Upgrade FreeASPUpload.asp !!

Hello friends,

Those of you who are using freeaspupload.asp for uploading files to the web server, here's a valuable upgrade code snippet to be included in the original source code. The original source code allows access to the form fields only after executing the FreeASPUpload.Save("DestDir") method, ie. after uploading the file(s). So, any validation could only be done after uploading the file(s). This has now been solved by me by adding a very small method in the include file freeaspupload.asp.

Here's the code :

----------------------------------
Class FreeASPUpload

.........
.........
.........

Public Sub ReadForm()
if not uploadedYet then Upload
End Sub

.........
.........
.........

End Class
----------------------------------

Before executing the FreeASPUpload.Save("DestDir") method, call FreeASPUpload.ReadForm and then access the form fields using the FreeASPUpload.Form("...") method as required. All this can be done before uploading the file(s) with the FreeASPUpload.Save("DestDir") method.

Regards

Sabu

Hi sabu28,

Glad you've been able to come up with that code snippet. I have been triying to add a code that will limit the size of the files to be uploaded to a certain value and also check that the file to be uploaded exits in the system before saving the files to the server and if it does not exists return the users to the form.

I tried using Client side script validation using and it worked. But the only draw back is that for it to work properly the user must have to enable unsafe activexobjects. Not too many people have that enabled.

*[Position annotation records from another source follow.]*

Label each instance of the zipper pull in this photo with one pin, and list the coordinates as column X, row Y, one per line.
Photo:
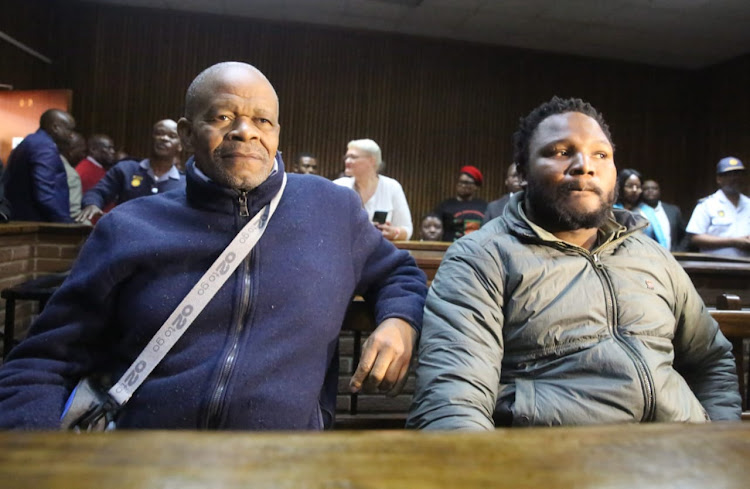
column 243, row 204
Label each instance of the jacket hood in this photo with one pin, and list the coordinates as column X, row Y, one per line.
column 217, row 198
column 627, row 222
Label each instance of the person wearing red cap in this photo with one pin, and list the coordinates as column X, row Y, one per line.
column 463, row 213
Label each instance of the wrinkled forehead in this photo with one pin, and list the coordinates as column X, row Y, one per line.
column 569, row 125
column 239, row 82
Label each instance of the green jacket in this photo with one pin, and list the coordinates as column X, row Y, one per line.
column 521, row 328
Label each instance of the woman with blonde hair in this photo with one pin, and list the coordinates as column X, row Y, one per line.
column 382, row 197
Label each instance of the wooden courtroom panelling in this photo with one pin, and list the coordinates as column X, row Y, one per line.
column 432, row 105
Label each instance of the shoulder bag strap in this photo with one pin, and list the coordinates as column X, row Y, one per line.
column 192, row 305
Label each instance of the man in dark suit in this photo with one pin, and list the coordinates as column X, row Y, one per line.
column 36, row 184
column 669, row 216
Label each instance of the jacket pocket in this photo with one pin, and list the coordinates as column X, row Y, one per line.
column 524, row 406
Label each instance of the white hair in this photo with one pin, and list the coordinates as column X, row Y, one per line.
column 370, row 147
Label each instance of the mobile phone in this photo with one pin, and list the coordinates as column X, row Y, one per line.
column 379, row 217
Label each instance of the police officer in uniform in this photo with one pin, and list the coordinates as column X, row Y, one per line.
column 720, row 224
column 129, row 179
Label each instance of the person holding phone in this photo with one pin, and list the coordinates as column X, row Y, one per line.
column 382, row 197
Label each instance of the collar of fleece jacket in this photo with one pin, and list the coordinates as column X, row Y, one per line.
column 213, row 197
column 629, row 220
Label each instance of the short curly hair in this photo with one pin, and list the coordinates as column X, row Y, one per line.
column 556, row 105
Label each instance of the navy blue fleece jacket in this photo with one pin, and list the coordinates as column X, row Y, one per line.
column 257, row 356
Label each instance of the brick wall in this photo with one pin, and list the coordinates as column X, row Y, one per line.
column 30, row 250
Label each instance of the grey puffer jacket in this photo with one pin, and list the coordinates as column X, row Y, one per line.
column 521, row 328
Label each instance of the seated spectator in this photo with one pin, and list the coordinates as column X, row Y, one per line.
column 36, row 184
column 668, row 217
column 130, row 179
column 262, row 354
column 74, row 149
column 431, row 228
column 379, row 194
column 100, row 159
column 306, row 164
column 720, row 224
column 513, row 184
column 463, row 213
column 560, row 312
column 630, row 194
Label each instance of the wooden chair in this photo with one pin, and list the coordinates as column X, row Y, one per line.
column 735, row 324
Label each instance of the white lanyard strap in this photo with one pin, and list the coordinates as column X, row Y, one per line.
column 193, row 303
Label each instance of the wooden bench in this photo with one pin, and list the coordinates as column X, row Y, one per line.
column 734, row 324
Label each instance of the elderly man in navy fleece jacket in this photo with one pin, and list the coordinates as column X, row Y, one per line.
column 258, row 355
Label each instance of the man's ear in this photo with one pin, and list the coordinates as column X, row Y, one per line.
column 185, row 130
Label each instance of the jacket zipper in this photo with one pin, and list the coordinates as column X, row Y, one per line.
column 647, row 384
column 217, row 400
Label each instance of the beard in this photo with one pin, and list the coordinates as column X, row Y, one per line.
column 555, row 214
column 225, row 176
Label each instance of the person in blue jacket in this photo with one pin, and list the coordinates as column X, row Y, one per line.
column 261, row 355
column 36, row 184
column 129, row 179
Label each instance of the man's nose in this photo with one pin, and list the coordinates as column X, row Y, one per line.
column 582, row 165
column 243, row 130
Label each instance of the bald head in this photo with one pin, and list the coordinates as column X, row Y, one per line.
column 58, row 124
column 220, row 75
column 231, row 125
column 165, row 140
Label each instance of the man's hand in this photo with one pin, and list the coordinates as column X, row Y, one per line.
column 391, row 232
column 386, row 354
column 88, row 213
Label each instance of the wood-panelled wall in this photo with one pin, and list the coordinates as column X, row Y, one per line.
column 432, row 105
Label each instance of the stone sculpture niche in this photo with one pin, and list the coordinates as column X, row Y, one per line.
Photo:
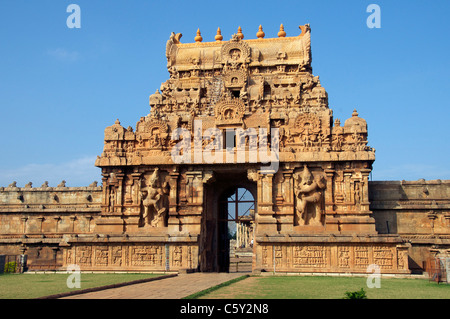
column 154, row 202
column 308, row 192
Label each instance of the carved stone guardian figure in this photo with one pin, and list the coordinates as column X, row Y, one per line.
column 154, row 202
column 308, row 194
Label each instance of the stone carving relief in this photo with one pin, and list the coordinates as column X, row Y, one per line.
column 154, row 201
column 308, row 192
column 229, row 110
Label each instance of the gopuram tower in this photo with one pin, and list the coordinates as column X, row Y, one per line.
column 238, row 113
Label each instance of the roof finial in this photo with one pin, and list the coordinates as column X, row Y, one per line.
column 218, row 36
column 198, row 38
column 281, row 33
column 260, row 33
column 240, row 34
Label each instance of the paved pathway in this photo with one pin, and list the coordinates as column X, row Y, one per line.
column 169, row 288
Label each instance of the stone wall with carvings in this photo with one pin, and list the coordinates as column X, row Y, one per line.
column 211, row 125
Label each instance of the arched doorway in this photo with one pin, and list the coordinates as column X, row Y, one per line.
column 228, row 200
column 235, row 225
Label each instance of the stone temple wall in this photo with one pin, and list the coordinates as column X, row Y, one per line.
column 418, row 211
column 48, row 224
column 226, row 105
column 35, row 220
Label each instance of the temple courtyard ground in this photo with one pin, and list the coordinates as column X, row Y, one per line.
column 218, row 286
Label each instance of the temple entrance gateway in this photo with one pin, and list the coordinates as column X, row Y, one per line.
column 229, row 202
column 175, row 187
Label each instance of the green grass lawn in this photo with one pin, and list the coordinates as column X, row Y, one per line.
column 26, row 286
column 306, row 287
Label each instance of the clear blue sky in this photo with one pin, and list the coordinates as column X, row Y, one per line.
column 60, row 87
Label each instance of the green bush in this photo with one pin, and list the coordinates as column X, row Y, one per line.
column 11, row 267
column 361, row 294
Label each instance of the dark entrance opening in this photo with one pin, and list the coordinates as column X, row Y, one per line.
column 236, row 208
column 228, row 201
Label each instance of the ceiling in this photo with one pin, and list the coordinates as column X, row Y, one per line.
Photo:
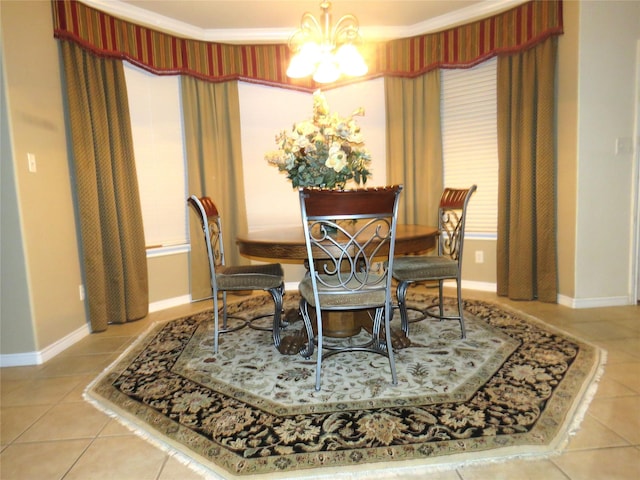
column 274, row 20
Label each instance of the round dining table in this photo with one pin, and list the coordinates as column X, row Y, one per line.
column 288, row 245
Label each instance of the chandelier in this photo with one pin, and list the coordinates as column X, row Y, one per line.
column 324, row 51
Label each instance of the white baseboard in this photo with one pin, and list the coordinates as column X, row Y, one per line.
column 594, row 302
column 169, row 303
column 39, row 357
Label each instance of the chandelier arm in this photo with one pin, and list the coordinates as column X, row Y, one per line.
column 346, row 30
column 309, row 29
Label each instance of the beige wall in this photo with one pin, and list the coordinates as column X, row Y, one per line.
column 47, row 232
column 41, row 269
column 607, row 66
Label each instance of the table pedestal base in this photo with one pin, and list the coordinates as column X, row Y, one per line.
column 335, row 325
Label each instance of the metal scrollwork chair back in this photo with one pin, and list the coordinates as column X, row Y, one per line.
column 267, row 277
column 350, row 240
column 446, row 265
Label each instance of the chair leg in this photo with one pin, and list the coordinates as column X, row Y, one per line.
column 277, row 294
column 319, row 353
column 461, row 310
column 390, row 356
column 224, row 310
column 440, row 300
column 216, row 325
column 401, row 294
column 307, row 351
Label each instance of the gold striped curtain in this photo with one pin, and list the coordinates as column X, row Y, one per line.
column 526, row 248
column 158, row 52
column 414, row 145
column 213, row 144
column 112, row 236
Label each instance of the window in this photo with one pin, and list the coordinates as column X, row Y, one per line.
column 156, row 123
column 470, row 142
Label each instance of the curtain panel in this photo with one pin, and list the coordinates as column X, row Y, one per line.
column 164, row 54
column 213, row 144
column 112, row 234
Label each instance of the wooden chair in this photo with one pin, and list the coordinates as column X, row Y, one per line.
column 350, row 240
column 268, row 277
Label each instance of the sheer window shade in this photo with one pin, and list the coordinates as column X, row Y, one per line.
column 156, row 123
column 470, row 144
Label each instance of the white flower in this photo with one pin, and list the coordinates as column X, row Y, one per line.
column 337, row 157
column 327, row 151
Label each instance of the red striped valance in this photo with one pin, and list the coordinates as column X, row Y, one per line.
column 165, row 54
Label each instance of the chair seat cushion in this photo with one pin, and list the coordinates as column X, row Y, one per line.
column 250, row 277
column 424, row 267
column 366, row 298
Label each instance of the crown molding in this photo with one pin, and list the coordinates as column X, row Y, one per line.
column 281, row 35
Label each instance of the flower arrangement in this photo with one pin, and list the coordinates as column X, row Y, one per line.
column 327, row 151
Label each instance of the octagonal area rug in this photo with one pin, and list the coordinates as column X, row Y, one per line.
column 514, row 387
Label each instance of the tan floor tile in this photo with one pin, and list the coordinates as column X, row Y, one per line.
column 115, row 428
column 121, row 458
column 15, row 420
column 607, row 463
column 627, row 373
column 608, row 387
column 40, row 391
column 62, row 422
column 514, row 469
column 75, row 365
column 76, row 394
column 621, row 414
column 593, row 434
column 40, row 461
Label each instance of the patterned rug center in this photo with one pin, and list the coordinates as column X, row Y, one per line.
column 438, row 366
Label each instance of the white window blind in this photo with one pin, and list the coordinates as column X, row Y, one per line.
column 156, row 123
column 470, row 140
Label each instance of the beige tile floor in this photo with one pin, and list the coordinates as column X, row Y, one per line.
column 48, row 432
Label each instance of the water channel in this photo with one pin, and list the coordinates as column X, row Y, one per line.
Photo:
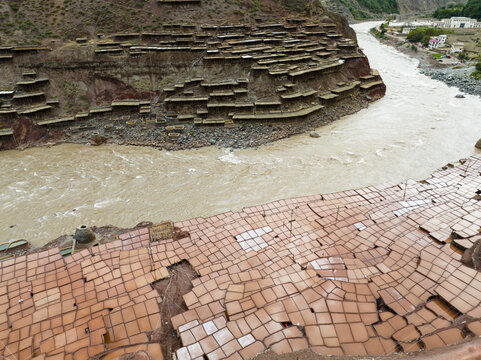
column 416, row 128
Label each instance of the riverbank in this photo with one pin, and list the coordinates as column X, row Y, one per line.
column 354, row 273
column 452, row 75
column 136, row 131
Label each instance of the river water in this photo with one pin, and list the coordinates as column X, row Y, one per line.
column 417, row 127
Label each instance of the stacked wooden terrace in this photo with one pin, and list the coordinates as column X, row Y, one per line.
column 270, row 72
column 27, row 99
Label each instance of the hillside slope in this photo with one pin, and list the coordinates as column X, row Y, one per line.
column 36, row 20
column 168, row 75
column 366, row 9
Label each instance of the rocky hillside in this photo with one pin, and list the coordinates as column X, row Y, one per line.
column 368, row 9
column 424, row 6
column 169, row 81
column 37, row 20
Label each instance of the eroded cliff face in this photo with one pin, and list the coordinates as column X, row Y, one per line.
column 186, row 75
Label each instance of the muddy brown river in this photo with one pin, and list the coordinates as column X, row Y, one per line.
column 418, row 127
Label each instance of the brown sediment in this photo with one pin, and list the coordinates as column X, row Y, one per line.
column 172, row 291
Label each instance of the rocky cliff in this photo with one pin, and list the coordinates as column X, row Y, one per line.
column 187, row 75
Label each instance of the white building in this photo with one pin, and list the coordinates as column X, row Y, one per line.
column 442, row 40
column 459, row 22
column 406, row 29
column 456, row 47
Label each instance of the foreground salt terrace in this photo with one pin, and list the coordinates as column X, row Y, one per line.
column 369, row 271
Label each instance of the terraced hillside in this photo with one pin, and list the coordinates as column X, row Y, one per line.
column 169, row 83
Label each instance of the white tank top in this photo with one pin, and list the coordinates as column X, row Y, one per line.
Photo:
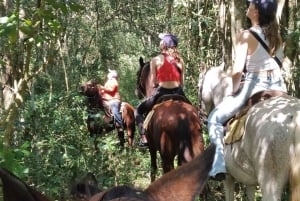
column 260, row 59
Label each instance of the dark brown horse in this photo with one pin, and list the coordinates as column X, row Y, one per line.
column 182, row 184
column 100, row 120
column 14, row 189
column 174, row 128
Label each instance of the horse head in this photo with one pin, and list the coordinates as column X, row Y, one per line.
column 143, row 86
column 91, row 91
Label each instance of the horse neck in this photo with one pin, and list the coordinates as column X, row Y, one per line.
column 96, row 102
column 216, row 85
column 185, row 182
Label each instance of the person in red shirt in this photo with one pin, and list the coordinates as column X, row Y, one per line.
column 167, row 76
column 111, row 96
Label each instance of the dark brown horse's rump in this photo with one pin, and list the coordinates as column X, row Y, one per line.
column 173, row 126
column 182, row 184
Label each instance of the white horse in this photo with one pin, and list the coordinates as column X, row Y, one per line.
column 268, row 154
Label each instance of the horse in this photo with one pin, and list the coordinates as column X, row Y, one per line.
column 174, row 128
column 268, row 153
column 181, row 184
column 100, row 120
column 14, row 189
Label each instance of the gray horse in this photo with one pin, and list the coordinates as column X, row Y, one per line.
column 268, row 154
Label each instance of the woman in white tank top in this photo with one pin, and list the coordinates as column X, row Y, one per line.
column 263, row 73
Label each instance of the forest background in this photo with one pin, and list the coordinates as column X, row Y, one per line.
column 48, row 48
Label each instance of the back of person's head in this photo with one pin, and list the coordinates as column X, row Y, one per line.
column 112, row 74
column 169, row 40
column 266, row 9
column 267, row 20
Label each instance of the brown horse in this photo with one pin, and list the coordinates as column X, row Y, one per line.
column 174, row 128
column 181, row 184
column 16, row 190
column 100, row 120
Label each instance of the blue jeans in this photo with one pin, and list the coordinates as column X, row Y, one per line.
column 115, row 110
column 230, row 106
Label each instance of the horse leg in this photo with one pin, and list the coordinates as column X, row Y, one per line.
column 121, row 137
column 167, row 162
column 229, row 188
column 295, row 163
column 130, row 128
column 250, row 192
column 153, row 164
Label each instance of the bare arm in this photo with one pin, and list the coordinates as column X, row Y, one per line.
column 240, row 59
column 154, row 64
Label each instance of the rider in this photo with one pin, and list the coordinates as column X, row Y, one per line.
column 167, row 77
column 111, row 96
column 263, row 73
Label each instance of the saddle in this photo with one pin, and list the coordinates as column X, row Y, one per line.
column 235, row 127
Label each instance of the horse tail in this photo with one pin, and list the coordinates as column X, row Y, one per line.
column 295, row 161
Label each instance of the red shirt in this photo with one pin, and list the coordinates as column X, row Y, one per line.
column 110, row 90
column 168, row 71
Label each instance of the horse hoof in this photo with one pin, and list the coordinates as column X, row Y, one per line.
column 219, row 177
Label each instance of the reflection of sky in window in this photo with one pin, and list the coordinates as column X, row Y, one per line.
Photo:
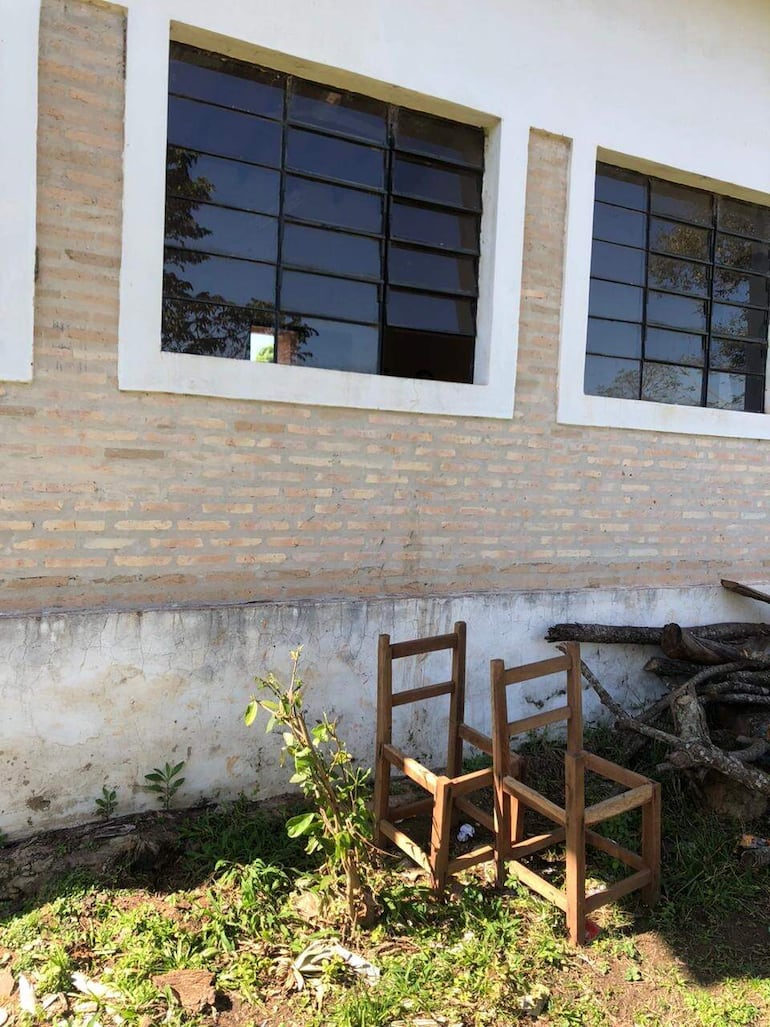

Is there anyway you can assist help with a code that will check for filesize and fileexists before saving to disks. I have put this up before in another tread in this forum.

hi webit, for what you need you better contact Hacker or Cracker.
they're the only one who will tell you how they write Virus that
can manage user's computer from within website.

I hope you're not going to do that, and that you'll understand
that what you ask is not possible.

if website want full access and full control over the visitor
computer (and that's exactly what allowing unsafe ActiveX
controls is doing) then the user must first do some action and
agree to the huge risk he/she are facing.

Hi,

Thats not really what am asking for, to hack into someone pc.

I want to implement a server side code leveraging on the Freeaspupload.asp include file definitions to be able to test if a file exists and the size of a file attachment before calling the method class FreeASPUpload.Save("DestDir"). I don't want users to upload a file thats more than 2mb.

I hope this is a better explanation

What Shadow Wizard is saying is there's no way to check the details of a file before it's uploaded unless you get the user to install some form of control on their computer.

The details of the file will only be exposed to an Upload component/code once the file has been uploaded.

It's like me asking you to tell me what make and model of computer I'm using to type this post.

It's just not physically possible without you having some form of control of my machine.

very true, and very few people will trust you enough to have
their computer at your full control. I for one will never allow
any website to have control over my computer.
if it's required for file upload, I'll simply never upload any file.

Why can't you validate this on the server side?